Ipohworld's World

Saving Yesterday For Tomorrow
  1. Ipoh Remembered says:

    The brand is Swedish. It’s been around for more than a hundred years. I see the local manufacturer is identified as the Malayan Match Company. The name reminds me of one of Ipoh property magnate Archie Russell’s few unsuccessful ventures: Malayan Matches, Limited.

    In the mid-1910s, it was noticed in Malaya that millions of dollars were being spent on matches imported from abroad, largely from Sweden, Japan, and China.

    Seeing an opportunity to make profitable use of local resources, Archie Russell built a twenty-thousand-square-foot factory next to his giant coal-mine in Selangor — but the machinery and engineers he wanted to hire were German, and as the year was 1919, anti-German feeling ran high among government officials, so Archie’s machines and engineers were barred from entering the country.

    Eventually working with replacements from elsewhere, Malayan Matches finally began production in 1922. The little boxes had a picture of a tiger on the label and cost about ten cents each at retail. Being the first non-imported matches in the market they caused a small stir. In Ipoh, Aylesbury and Nutter were the distributors.

    The product was successful insofar as quality was high and plenty of matches were sold. Competition, however, proved too strong and, even though Archie kept pouring his own money into the company, Malayan Matches shut down in 1926, never once having shown a profit.

    As I said, it was one of Archie’s rare failures.

  2. Ipoh Remembered says:

    About this:

    The little boxes had a picture of a tiger on the label and cost about ten cents each at retail.
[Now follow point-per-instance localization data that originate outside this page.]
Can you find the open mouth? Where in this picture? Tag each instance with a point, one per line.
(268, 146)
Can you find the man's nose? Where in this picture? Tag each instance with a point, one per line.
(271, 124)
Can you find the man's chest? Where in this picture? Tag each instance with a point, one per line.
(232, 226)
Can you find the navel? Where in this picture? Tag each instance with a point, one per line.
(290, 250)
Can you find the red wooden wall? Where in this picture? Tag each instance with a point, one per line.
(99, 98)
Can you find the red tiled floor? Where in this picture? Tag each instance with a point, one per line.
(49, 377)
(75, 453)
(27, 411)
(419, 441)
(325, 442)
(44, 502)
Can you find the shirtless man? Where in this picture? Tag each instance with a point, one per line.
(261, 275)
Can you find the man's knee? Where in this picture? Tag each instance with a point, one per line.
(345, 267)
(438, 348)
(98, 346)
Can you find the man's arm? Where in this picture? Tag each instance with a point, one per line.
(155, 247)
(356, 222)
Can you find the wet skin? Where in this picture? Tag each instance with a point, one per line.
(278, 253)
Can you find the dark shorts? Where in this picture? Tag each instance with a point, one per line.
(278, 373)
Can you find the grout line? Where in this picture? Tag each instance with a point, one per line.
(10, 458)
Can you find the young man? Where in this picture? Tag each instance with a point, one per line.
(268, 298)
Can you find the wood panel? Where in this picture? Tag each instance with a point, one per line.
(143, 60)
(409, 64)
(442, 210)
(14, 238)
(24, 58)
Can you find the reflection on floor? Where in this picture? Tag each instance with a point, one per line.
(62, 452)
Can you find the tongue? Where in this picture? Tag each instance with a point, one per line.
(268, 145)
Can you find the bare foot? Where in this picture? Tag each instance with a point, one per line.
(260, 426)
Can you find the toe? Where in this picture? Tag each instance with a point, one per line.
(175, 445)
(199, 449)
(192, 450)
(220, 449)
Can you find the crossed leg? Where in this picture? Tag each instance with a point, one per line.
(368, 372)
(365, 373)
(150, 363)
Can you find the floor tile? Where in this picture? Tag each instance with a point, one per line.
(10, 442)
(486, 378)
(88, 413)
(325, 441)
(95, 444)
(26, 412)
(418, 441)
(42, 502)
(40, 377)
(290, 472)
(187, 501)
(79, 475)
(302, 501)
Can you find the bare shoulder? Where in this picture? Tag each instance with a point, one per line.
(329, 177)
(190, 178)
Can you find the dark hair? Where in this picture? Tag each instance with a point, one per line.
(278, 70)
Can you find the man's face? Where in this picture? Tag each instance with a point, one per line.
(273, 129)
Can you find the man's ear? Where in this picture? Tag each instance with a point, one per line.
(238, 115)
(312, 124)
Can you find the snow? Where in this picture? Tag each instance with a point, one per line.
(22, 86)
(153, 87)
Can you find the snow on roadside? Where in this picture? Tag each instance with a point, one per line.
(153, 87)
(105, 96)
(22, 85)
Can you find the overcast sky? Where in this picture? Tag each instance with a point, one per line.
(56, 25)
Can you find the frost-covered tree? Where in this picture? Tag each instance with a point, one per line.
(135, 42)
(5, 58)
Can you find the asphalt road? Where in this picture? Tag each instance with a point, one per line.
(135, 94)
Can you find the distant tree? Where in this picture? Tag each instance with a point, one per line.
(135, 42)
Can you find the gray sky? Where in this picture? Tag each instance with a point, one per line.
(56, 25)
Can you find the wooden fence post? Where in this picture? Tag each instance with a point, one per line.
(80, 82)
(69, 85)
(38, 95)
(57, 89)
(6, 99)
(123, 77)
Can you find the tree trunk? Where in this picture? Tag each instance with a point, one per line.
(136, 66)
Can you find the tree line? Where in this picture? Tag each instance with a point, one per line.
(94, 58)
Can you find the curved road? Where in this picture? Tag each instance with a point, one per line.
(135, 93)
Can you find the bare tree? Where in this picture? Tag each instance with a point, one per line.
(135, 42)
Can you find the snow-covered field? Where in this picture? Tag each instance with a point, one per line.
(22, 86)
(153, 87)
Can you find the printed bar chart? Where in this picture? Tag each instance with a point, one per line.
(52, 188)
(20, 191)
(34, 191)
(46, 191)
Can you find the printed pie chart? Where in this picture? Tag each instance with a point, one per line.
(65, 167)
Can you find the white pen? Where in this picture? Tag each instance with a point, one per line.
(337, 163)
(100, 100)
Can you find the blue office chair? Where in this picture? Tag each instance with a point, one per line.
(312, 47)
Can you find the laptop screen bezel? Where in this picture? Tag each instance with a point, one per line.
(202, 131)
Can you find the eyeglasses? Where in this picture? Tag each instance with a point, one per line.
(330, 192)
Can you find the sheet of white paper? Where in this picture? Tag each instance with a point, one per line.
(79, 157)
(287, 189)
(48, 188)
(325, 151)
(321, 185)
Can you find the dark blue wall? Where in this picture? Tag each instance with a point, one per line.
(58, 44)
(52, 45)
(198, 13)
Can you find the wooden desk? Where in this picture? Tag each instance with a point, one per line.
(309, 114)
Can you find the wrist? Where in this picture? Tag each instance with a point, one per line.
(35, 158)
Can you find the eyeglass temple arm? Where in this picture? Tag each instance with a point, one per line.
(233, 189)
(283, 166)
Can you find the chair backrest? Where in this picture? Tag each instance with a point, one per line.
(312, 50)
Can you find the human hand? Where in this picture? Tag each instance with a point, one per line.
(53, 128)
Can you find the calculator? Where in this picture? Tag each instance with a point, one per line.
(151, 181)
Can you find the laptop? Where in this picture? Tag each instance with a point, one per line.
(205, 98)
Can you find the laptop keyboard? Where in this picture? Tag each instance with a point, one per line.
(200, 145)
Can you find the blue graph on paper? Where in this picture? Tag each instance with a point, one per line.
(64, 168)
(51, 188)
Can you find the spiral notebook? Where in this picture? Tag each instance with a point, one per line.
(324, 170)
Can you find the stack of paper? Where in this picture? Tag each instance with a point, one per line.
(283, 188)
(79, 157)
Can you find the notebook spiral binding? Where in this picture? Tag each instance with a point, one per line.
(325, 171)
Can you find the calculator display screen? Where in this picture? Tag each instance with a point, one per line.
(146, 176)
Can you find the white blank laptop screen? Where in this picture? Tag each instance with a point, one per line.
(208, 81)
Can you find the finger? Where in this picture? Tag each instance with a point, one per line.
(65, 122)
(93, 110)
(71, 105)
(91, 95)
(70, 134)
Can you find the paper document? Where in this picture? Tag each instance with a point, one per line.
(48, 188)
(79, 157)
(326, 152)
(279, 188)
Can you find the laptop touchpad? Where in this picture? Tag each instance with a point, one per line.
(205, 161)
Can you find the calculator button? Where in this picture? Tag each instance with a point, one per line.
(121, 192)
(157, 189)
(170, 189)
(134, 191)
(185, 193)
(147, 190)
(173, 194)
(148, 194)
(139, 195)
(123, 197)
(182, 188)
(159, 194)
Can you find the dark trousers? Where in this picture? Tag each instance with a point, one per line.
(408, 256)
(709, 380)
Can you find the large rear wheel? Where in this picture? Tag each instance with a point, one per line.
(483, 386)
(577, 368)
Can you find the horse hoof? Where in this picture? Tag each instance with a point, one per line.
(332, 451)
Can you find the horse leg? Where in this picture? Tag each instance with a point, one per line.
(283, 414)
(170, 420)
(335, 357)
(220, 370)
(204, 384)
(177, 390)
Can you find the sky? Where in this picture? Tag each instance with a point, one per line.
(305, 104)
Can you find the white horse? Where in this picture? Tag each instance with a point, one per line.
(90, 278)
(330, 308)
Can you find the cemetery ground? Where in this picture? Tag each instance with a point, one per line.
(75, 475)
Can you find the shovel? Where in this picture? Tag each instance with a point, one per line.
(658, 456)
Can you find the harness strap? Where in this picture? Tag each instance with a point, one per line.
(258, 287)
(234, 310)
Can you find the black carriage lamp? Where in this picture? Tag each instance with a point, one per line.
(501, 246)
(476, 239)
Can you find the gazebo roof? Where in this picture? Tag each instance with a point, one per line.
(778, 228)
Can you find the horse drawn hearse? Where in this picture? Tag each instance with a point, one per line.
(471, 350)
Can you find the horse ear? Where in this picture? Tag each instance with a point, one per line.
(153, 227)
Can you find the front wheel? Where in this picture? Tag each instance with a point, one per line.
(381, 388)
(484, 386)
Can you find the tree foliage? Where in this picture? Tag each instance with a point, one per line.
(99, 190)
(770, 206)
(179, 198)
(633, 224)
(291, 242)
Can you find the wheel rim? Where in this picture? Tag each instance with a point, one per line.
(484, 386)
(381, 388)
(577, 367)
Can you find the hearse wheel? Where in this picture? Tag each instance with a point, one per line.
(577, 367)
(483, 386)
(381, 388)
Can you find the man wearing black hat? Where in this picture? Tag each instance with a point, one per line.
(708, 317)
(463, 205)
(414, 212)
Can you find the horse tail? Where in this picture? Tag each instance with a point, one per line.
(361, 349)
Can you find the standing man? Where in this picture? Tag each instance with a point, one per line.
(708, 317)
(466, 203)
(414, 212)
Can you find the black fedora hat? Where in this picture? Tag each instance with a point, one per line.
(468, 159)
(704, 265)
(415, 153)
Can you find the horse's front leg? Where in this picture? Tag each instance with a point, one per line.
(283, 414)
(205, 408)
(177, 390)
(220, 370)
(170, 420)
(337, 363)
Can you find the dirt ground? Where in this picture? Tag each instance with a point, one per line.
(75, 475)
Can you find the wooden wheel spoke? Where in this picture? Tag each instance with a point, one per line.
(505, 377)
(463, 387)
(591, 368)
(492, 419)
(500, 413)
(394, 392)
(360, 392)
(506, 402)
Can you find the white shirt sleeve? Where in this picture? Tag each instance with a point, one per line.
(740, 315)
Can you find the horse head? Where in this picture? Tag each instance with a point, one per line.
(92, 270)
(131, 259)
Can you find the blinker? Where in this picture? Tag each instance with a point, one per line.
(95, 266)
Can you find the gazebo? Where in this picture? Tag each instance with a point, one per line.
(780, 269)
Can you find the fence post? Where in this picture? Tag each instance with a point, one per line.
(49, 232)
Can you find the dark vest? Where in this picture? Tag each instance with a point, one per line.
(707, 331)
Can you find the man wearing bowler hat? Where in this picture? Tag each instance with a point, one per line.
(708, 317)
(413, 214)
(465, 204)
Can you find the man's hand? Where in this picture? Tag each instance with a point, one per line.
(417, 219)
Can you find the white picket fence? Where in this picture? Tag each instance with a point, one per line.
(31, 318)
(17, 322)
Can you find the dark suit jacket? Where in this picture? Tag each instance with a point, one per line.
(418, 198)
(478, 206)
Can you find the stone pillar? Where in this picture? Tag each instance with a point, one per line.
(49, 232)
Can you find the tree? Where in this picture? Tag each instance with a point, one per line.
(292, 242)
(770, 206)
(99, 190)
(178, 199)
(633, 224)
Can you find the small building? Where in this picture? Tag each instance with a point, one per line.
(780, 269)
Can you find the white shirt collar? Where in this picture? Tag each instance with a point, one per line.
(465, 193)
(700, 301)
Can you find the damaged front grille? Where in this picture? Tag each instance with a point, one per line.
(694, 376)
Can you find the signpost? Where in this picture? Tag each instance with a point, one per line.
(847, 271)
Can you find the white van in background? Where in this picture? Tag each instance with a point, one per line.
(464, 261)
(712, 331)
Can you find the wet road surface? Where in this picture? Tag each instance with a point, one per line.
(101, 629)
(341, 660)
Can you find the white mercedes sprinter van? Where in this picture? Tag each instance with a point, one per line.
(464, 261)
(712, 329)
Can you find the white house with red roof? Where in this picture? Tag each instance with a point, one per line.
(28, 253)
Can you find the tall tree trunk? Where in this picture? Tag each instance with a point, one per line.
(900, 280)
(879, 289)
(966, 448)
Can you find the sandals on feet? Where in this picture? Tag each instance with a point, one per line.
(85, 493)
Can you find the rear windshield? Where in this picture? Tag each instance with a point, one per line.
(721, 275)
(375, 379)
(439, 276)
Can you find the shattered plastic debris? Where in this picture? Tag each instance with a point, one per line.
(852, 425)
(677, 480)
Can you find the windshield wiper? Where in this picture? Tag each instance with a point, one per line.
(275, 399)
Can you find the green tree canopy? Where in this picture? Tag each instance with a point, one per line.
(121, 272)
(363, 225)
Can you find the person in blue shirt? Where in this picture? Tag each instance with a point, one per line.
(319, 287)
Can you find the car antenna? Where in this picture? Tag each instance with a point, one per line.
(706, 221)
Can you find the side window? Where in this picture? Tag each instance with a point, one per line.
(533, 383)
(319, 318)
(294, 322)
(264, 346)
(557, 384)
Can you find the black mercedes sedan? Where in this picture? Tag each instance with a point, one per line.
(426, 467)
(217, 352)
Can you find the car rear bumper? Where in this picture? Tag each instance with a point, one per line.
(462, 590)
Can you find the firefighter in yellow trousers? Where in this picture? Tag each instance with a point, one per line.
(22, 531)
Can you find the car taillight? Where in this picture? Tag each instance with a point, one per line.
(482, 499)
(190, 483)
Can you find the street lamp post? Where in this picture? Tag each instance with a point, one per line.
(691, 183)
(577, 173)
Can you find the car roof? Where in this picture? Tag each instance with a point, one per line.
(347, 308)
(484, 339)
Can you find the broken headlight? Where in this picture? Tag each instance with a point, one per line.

    I meant to say that, while each little box had a picture of a tiger on the label, the boxes were sold in packets (of ten boxes) for about ten cents at retail.

    For comparison: in those days, a dozen eggs sold for about fifty cents in the Ipoh market; and (as I mentioned elsewhere) you could buy a pound of Cold Storage butter for about thirty-five cents; or a two-pound tin of Lyle’s Golden Syrup at Pritchard’s for about seventy cents.